1. Field of the Invention
The invention relates to an amplifier circuit of a capacitor microphone generating an electric signal corresponding to sound.
2. Description of the Related Art
There are a MEMS microphone and an electret capacitor microphone (ECM) as a type of capacitor microphone. The fundamental structure of the MEMS microphone is a capacitor made of two electrode plates, i.e., a diaphragm and a back plate that are closely faced and disposed, and this structure is formed on a silicon substrate by a MEMS (Micro Electro Mechanical Systems) technique. This MEMS microphone is resistant to a temperature in a normal solder reflow process, and may be soldered on a printed board together with other components, for example. The MEMS microphone may be formed smaller than a general electret capacitor microphone (ECM). For this reason, a device with the MEMS microphone achieves high packaging density and miniaturization.
While the ECM uses an electret element that stores electric charge semipermanently and thus does not need a bias voltage, the MEMS microphone needs a relatively high direct current bias voltage for operation. By applying this bias voltage, a constant electric charge Q is charged in the capacitor forming the MEMS microphone. When the diaphragm vibrates by sound pressure in this state, the capacitance C of the capacitor changes to change a voltage V between terminals. This change of the voltage V is outputted as a sound signal.
An amplifier circuit of a MEMS microphone is described in Japanese Patent Application Publication No. 2008-153981, as formed using a charge pump circuit as a bias voltage generation source and an operational amplifier as a signal amplification portion. An amplifier circuit of an electret capacitor microphone (ECM) is described in Japanese Patent Application Publication No. 2001-102875.

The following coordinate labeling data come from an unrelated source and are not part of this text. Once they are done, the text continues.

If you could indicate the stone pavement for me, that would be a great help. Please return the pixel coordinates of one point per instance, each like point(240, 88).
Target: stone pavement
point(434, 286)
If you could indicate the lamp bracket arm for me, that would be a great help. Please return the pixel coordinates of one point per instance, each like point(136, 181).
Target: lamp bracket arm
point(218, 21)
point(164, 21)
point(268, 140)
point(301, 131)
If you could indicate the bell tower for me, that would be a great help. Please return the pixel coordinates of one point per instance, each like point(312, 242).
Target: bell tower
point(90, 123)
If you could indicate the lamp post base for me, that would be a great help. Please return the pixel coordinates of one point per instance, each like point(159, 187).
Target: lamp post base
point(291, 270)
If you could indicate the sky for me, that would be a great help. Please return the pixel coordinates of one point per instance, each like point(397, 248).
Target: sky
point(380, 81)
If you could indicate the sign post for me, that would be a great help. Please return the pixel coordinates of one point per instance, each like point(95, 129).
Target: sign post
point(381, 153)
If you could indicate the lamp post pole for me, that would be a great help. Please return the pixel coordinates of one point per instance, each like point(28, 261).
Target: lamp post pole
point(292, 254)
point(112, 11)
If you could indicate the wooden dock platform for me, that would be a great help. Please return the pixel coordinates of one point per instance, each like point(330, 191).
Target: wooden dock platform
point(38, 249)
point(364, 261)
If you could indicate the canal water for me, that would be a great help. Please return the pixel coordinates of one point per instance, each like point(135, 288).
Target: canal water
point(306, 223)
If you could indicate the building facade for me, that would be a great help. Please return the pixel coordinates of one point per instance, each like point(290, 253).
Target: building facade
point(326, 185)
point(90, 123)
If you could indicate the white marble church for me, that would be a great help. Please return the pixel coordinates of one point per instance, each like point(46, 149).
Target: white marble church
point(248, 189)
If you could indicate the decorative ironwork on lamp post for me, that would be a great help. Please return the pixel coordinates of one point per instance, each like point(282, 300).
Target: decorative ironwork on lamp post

In an amplifier circuit of a capacitor microphone, an inversion amplifier circuit is formed using an operational amplifier, a capacitor microphone Cm and a feedback capacitor Cf. An input signal from the capacitor microphone is amplified by a ratio of CAm/CAf and outputted, where CAm is the capacitance value of the capacitor microphone Cm, and CAf is the capacitance value of the feedback capacitor Cf. In this case, when the input signal inputted to the inversion amplifier circuit is too high, there occurs a problem such that an output signal of the inversion amplifier circuit has an amplitude at the full scale level of a circuit in a subsequent stage or more or becomes the supply voltage of the inversion amplifier or more, and is clipped at the supply voltage (i.e., waveform distortion occurs).
Particularly when the circuit in the subsequent stage that receives the output signal of the inversion amplifier circuit is an AD converter (an analog-digital converter), the level of the output signal of the inversion amplifier circuit has an amplitude at the full scale level of the AD converter or more (0 dBFS or more), or the waveform of the output signal becomes distorted. Then there occurs a problem such that the level of the output signal of the AD converter is saturated (clipped) and the total harmonic distortion characteristic (THD characteristic) is highly enhanced.